The Sparrow by Mary Doria Russell
My rating: 4.5 of 5 stars.
Series: The Sparrow (Book 1 of 2)
Genre: Science fiction, literary fiction
Published: 20th anniversary edition, 2016 by Ballantine Books (first published in 1996)
“Matthew ten, verse twenty-nine: Not one sparrow can fall to the ground without your Father knowing it.”
“But the sparrow still falls.”
The Sparrow is a multi-award-winning science fiction novel about first contact. After reading it, I could understand why. I came across this title over two separate occasions. First was when a friend recommended it to me many years ago, but I’ve forgotten about it. And then it was mentioned in the Great Course audiobook for How Great Science Fiction Works, which I’ve recently finished, under the sub-topic of ‘Religion in Science Fiction’. The context in which The Sparrow was discussed in that Course finally tipped me over to pick it up.
The Sparrow was predominantly a story about a Jesuit priest named Emilio Sandoz over two timelines. One was when the SETI Programme at Arecibo picked up signals from the Alpha Centauri region of space in the form of music and singing. A secret space expedition led by Jesuit priests was sent forth to locate the source of these signals, which turned out to be a planet called Rakhat. The second timeline was about 40 years later, when Emilio Sandoz, a linguist, was recovered back to Earth as the sole survivor of the expedition and had to undergo inquisition as to what really happened on Rakhat. At first glance, this may seem confusing. However, I found the narrative flow between the past and current timeline to work really well. The past timeline introduced us to the characters who were part of the space expedition. It took almost a quarter of the book before the signal was discovered. Thus, building upon the characters, first and foremost. At this juncture, the current narrative mainly showed Father Sandoz suffering extreme trauma of what happened on Rakhat, and finding it immensely difficult to cooperate with the inquisition.
The narrative was wholly engaging from two key points. One, it is highly character-driven for the reader to know and understand the different individuals on the space expedition – their contribution or value to the mission, and most importantly, how much they mean to each other. Sandoz got the most character development out of them all, for obvious reasons; to truly understand the extent of the horrors of what he endured. To say that I greatly sympathise with him seemed an understatement. Sandoz’s characterisation, his backstory, and how he developed his faith in and love for God, is very significant in establishing why he is suffering so terribly now. Besides him, I also found most of the other characters to be well-written and likeable. The more I got to know them, the sadder I was with the knowledge that none but Sandoz survived.

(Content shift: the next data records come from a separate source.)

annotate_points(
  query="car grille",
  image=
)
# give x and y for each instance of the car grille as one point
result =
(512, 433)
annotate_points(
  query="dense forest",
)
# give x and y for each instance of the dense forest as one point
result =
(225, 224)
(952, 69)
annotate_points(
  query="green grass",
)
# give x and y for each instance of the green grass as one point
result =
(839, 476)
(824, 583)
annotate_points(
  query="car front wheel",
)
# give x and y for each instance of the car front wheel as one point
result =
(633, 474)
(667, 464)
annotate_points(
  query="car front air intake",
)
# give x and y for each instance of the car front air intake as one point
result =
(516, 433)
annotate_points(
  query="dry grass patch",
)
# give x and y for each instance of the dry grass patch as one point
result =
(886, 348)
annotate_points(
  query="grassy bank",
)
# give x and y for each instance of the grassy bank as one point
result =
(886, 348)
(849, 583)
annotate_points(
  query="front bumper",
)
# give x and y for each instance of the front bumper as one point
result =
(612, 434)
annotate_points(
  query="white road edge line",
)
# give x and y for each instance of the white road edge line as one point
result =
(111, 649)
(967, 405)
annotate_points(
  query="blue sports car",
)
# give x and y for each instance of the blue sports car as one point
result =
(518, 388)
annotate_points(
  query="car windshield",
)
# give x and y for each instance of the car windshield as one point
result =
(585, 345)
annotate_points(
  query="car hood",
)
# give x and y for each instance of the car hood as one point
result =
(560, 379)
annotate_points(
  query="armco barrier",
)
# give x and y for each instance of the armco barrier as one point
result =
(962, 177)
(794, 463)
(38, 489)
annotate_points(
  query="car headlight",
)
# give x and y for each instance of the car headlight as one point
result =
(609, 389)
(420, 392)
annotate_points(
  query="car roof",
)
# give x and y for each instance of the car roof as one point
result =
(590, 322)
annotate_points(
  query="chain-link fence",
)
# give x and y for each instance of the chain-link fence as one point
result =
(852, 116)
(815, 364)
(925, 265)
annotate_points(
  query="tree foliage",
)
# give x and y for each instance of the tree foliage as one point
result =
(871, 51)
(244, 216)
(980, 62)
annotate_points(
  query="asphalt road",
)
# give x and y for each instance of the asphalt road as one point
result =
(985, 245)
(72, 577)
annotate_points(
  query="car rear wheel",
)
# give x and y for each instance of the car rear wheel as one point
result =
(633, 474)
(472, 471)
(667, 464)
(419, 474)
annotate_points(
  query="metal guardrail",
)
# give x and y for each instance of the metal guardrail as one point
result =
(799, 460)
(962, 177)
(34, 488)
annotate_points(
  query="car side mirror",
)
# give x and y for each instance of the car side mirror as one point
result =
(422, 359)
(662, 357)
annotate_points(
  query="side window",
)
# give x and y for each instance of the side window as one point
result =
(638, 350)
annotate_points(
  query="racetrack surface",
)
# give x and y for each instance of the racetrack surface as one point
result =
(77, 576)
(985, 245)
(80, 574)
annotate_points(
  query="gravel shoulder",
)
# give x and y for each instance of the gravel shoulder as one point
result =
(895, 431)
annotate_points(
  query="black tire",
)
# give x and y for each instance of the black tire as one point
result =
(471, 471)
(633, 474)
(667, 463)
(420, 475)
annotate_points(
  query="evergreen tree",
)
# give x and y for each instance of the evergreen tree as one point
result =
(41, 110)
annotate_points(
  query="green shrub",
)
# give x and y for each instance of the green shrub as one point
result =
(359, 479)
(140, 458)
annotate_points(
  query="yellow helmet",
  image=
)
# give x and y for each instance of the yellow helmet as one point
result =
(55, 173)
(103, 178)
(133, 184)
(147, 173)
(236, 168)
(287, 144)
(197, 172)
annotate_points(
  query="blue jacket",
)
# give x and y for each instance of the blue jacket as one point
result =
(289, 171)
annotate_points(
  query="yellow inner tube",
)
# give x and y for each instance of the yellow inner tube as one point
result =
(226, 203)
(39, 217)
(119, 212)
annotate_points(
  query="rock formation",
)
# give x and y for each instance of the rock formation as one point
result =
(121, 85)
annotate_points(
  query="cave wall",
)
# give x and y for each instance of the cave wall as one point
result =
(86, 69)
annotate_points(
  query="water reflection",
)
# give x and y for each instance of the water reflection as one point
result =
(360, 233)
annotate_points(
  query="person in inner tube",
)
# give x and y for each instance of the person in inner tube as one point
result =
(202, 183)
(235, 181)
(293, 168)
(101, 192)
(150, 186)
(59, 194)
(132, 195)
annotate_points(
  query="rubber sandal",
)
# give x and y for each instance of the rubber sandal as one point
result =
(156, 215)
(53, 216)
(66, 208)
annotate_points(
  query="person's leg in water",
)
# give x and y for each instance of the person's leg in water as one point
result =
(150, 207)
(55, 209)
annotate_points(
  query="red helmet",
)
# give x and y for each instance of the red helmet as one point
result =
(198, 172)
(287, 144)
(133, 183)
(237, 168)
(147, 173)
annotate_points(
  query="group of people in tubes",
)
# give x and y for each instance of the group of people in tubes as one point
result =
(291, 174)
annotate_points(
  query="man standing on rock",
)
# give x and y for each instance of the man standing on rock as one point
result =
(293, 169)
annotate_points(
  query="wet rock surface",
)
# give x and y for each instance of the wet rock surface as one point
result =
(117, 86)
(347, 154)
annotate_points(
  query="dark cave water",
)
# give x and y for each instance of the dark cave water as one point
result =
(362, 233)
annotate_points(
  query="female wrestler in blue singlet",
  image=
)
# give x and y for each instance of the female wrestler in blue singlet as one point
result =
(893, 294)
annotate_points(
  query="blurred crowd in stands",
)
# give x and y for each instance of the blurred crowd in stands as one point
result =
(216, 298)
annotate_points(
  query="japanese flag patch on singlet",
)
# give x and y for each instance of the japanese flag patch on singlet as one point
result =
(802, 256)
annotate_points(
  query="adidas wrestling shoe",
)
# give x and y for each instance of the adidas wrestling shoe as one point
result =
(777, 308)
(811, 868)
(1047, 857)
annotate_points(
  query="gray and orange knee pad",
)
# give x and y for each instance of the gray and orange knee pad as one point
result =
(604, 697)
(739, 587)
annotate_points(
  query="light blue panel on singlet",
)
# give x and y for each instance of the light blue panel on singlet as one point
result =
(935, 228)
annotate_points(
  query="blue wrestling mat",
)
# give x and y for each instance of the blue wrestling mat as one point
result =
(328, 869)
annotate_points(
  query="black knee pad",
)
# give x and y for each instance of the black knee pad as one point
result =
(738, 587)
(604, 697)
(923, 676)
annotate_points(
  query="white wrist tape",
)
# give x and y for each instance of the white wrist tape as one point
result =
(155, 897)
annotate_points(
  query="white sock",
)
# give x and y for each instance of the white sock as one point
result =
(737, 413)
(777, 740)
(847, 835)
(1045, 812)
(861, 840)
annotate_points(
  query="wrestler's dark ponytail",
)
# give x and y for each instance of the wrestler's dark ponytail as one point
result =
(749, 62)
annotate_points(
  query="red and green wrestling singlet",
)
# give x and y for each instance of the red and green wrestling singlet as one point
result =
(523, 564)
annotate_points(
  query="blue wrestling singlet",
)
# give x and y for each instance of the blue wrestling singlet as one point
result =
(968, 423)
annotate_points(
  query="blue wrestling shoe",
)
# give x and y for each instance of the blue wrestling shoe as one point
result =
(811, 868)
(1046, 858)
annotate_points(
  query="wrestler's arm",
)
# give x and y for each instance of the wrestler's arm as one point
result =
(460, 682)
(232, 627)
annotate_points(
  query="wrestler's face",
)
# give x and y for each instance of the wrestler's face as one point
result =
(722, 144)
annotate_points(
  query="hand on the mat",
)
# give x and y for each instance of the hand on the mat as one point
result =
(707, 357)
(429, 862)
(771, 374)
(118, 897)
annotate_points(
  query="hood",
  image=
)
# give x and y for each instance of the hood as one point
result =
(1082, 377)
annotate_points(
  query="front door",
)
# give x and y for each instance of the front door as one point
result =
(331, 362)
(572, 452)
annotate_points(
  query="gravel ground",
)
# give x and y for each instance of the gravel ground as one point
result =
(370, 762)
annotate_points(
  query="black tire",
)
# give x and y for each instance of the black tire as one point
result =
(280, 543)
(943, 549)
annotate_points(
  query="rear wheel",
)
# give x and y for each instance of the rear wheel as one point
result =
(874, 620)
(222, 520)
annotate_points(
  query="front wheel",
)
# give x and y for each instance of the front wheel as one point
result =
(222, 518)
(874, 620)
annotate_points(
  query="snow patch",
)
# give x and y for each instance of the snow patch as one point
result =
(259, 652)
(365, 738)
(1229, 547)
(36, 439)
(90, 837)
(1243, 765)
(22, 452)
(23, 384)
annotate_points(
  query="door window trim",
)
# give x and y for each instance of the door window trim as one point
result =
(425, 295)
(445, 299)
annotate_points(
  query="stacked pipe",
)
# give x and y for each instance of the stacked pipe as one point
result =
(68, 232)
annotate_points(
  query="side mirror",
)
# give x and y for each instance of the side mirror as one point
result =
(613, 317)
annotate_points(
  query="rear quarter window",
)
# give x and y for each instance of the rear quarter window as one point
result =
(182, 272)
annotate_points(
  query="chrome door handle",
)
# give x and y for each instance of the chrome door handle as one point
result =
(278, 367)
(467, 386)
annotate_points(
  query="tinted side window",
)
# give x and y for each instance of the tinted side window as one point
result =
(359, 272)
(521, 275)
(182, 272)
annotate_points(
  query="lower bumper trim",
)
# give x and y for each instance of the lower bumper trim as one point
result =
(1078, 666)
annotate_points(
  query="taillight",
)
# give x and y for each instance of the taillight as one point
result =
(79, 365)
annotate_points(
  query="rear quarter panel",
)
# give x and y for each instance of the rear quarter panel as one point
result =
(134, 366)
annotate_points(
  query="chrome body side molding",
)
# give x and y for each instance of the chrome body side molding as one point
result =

The second point was how the storytelling kept by my curiosity piqued throughout the novel. Part of Sandoz’s suffering does manifest physically, and I needed to know what it was and why. The current timeline also reported a heinous crime committed by Sandoz which was contradictory to his character that it begged to be explained. The pacing was by no means brisk but I found myself enjoying the experience of reading this thought-provoking book. That the author is an anthropologist comes across quite clearly in the narrative. In her own words, her key interest in writing The Sparrow was “not to highlight technological changes and differences, but continuity across vast swaths of time and the commonalities that unite us – hence, the centrality of both music and religion in my story.” However, let me forewarn any readers who may pick up this book with the idea of getting a wonderfully moving story about beautiful music across the stars, etc. While the music may be one of the central themes, it did not feature heavily in the narrative. Even more crucially, the revelation about the source of music from this planet was frightful. Beauty, after all, lies in the eyes of the beholder. And in this case, the beholders are entirely alien and foreign to humanity.
The more apparent central theme of religion was superbly developed, particularly on the fundamental question of existence. Again, I’ll let the author’s own words from the Afterword speak for itself.
“What is a life worth living, and what is a life wasted, and why? What is worth dying for, what is worth living for, and why? What shall I teach my child to value, and what shall I urge that child to avoid, and why? What am I owed by others and what do I owe others, and why? Each human culture provides a different set of answers to those questions, but deity is nearly always embedded in the Why.”
This much-disdained genre amongst the literary circles has so much more to offer aside from space operas and cyberpunk fiction (which I also love). With excellent novels like The Sparrow, I’m learning to appreciate the layered subtleties of great science fiction writing better.